Per scacciare il groppo in gola che gli si era formato a quel pensiero, Franco chiese al figlio un sorso d’acqua, con la scusa che quella bevuta l’avrebbe aiutato nel lungo racconto che stava per affrontare.

“Allora, come sai, tutto cominciò un sabato pomeriggio. Era la fine di aprile, il trenta per l’esattezza”.

“La sera del Cantamaggio!” intervenne Luca.

“Sì esatto, la sera in cui a Terni sfilano i carri allegorici. Beh, sai, per me quella era la prima volta che non andavo a vedere la sfilata, ma quell’anno il caso volle che la partenza per la gita scolastica fosse fissata proprio per il trenta aprile”.

“Non penso ti sia dispiaciuto, vero?”

“Ad essere sincero no, non vedevo l’ora di partire”.

“Eri felice di andare a Monaco, eh?”.

“Ero al settimo cielo. L’avevo sempre sognato fin da quando ero piccolo e il sogno, in quel momento, si stava avverando. Alle quattro del pomeriggio l’autobus partì dal cortile della scuola, direzione Germania. Alla sera facemmo tappa a Bologna per la cena, poi i professori ci portarono alla stazione a vedere la lapide in ricordo delle vittime dell’attentato del 1981”.

“Cosa? Questo non me l’hai mai raccontato”.

“Come hai detto tu, oggi abbiamo più tempo e posso dilungarmi in particolari che in altre occasioni non ti ho descritto. Devi sapere che il 2 agosto del 1981 qualcuno fece esplodere una bomba alla stazione di Bologna che causò decine di morti”.

“Ma è una cosa orribile!” disse Luca sdegnato.

“Sai, in Italia quelli erano anni particolari, molto difficili. C’erano attentati e omicidi quasi ogni giorno e molti di quei delinquenti non si facevano scrupolo di ammazzare persone innocenti che avevano come unica colpa quella di trovarsi nel posto sbagliato al momento sbagliato. É una lunga storia che, magari, affronteremo un’altra volta. Comunque – tornando a noi – in serata ripartimmo in direzione Brennero”.

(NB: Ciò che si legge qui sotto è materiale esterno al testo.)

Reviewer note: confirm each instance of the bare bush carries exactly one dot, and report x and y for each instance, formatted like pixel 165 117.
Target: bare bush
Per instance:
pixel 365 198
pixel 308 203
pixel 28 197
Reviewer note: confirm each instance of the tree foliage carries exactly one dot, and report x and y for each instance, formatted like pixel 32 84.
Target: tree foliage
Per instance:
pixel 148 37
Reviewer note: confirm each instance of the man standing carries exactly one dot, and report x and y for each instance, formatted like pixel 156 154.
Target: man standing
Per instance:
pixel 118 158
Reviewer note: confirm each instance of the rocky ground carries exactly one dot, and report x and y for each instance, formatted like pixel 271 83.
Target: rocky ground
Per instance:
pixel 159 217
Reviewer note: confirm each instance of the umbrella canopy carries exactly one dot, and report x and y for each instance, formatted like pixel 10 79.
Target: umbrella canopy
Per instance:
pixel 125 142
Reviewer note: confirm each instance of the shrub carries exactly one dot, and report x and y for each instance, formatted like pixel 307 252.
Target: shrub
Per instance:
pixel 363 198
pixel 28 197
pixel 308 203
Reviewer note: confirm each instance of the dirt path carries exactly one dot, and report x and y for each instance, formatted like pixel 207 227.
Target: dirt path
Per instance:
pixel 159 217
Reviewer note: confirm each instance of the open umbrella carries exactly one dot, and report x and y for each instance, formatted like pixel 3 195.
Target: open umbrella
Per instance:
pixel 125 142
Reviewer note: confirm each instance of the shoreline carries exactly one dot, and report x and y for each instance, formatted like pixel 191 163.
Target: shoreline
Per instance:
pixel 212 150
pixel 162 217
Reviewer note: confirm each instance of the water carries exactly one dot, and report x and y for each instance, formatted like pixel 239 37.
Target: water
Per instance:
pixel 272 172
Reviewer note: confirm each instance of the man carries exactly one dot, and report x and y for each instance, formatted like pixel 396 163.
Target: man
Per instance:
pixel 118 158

“Papà, siamo vicino Bologna vero? Riconosco la chiesa sulla collina, San Luca: il mio Santo” e così dicendo portò le mani alla testa mimando il gesto di un’aureola.

“Sì, siamo nei pressi di Bologna e in verità questi chilometri sono volati”.

“E’ vero, sarà merito del tuo racconto, continua per favore”- rispose il ragazzo intento a sgranocchiare una barretta di cioccolato.

“Durante la notte attraversammo il confine doganale con l’Austria e poi quello con la Germania senza accorgerci di nulla a causa del sonno profondo in cui tutti eravamo caduti e…”.

“Cos’è un confine doganale?” lo interruppe Luca, interessato – come sempre – anche ai particolari.

La domanda, a prima vista banale, non era poi così peregrina per una persona che, nata dopo l’abolizione delle frontiere decretata dal trattato di Schengen nel 1993, non ne aveva mai attraversata una.